NAME
DiaColloDB::Document::JSON - diachronic collocation db, source document, raw JSON
SYNOPSIS
##========================================================================
## PRELIMINARIES
use DiaColloDB::Document::JSON;
##========================================================================
## Constructors etc.
$doc = CLASS_OR_OBJECT->new(%args);
##========================================================================
## API: I/O: parse
$bool = $doc->fromFile($filename_or_fh, %opts);
DESCRIPTION
DiaColloDB::Document::JSON provides a DiaColloDB::Document-compliant API for parsing corpus files in raw JSON format, assuming the stored data maps 1:1 onto the DiaColloDB::Document structure.
Globals & Constants
- Variable: @ISA
-
DiaColloDB::Document::JSON inherits from DiaColloDB::Document and supports the DiaColloDB::Document API.
Constructors etc.
- new
-
$doc = CLASS_OR_OBJECT->new(%args);
%args, object structure:
##-- document data date =>$date, ##-- year tokens =>\@tokens, ##-- tokens, including undef for EOS meta =>\%meta, ##-- document metadata (e.g. author, title, collection, ...)

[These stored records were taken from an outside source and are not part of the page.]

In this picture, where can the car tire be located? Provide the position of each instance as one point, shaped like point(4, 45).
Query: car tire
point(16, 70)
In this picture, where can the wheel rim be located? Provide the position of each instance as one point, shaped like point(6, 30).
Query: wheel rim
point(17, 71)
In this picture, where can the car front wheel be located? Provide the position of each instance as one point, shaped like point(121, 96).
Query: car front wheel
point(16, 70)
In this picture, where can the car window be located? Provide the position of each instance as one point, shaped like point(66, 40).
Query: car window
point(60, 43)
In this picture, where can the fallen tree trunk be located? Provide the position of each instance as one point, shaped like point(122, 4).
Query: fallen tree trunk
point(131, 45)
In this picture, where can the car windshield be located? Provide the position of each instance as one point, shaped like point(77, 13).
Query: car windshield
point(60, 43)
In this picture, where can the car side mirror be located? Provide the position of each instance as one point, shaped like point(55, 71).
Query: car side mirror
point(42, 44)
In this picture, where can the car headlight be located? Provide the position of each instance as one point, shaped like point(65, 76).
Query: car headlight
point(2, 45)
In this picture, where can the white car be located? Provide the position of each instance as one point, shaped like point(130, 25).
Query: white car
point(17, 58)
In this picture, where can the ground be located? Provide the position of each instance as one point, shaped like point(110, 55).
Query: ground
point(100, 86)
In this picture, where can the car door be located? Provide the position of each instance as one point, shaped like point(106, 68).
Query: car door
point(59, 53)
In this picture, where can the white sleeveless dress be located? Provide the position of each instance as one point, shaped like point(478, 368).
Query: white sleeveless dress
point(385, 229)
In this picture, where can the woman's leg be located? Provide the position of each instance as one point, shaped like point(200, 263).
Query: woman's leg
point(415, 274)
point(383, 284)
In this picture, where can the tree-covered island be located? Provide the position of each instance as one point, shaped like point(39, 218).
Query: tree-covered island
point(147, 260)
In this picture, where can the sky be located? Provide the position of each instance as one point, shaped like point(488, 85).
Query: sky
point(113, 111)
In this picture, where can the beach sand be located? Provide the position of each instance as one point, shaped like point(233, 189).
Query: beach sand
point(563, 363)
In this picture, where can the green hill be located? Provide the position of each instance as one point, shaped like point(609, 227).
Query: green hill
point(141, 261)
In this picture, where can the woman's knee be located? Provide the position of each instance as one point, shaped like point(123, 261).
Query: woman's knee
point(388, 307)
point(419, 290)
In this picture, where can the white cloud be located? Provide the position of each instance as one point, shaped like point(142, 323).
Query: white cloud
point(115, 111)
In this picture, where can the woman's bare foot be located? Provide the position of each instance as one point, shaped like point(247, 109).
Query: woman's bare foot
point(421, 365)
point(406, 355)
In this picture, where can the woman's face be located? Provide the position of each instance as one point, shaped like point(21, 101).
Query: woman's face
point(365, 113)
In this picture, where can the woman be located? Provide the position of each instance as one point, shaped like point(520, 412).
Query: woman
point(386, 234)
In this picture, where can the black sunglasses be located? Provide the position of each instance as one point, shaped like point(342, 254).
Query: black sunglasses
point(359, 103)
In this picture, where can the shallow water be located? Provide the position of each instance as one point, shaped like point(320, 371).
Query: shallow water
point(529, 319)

Each token in @tokens is a HASH-ref {w=>$word,p=>$pos,l=>$lemma,...}, or undef for EOS.
API: I/O: parse
- fromFile
-
$bool = $doc->fromFile($filename_or_fh, %opts);
parse tokens from $filename_or_fh. %opts: clobbers %$doc.
EXAMPLE
The following is an example file in the format accepted by this module:
{
"date" : "2016",
"meta" : {
"author" : "Jurish, Bryan",
"collection" : "tiny",
"date_" : "2016-02-25",
"genre" : "dummy",
"textClass" : "dummy:test-data",
"title" : "test document"
},
"tokens" : [
"#s",
"#p",
"#file",
{
"l" : "this",
"p" : "DT",
"w" : "This"
},
{
"l" : "be",
"p" : "VBZ",
"w" : "is"
},
{
"l" : "a",
"p" : "DT",
"w" : "a"
},
{
"l" : "test",
"p" : "NN",
"w" : "test"
},
{
"l" : ".",
"p" : "SENT",
"w" : "."
},
null,
"#s",
{
"l" : "this",
"p" : "DT",
"w" : "This"
},
{
"l" : "be",
"p" : "VBZ",
"w" : "is"
},
{
"l" : "only",
"p" : "RB",
"w" : "only"
},
{
"l" : "a",
"p" : "DT",
"w" : "a"
},
{
"l" : "test",
"p" : "NN",
"w" : "test"
},
{
"l" : ".",
"p" : "SENT",
"w" : "."
},
null,
"#s",
"#p",
{
"l" : "this",
"p" : "DT",
"w" : "This"
},
{
"l" : "be",
"p" : "VBZ",
"w" : "is"
},
{
"l" : "still",
"p" : "RB",
"w" : "still"
},
{
"l" : "a",
"p" : "DT",
"w" : "a"
},
{
"l" : "test",
"p" : "NN",
"w" : "test"
},
{
"l" : ".",
"p" : "SENT",
"w" : "."
},
null
]
}
AUTHOR
Bryan Jurish <moocow@cpan.org>
COPYRIGHT AND LICENSE
Copyright (C) 2016-2020 by Bryan Jurish
This package is free software; you can redistribute it and/or modify it under the same terms as Perl itself, either Perl version 5.14.2 or, at your option, any later version of Perl 5 you may have available.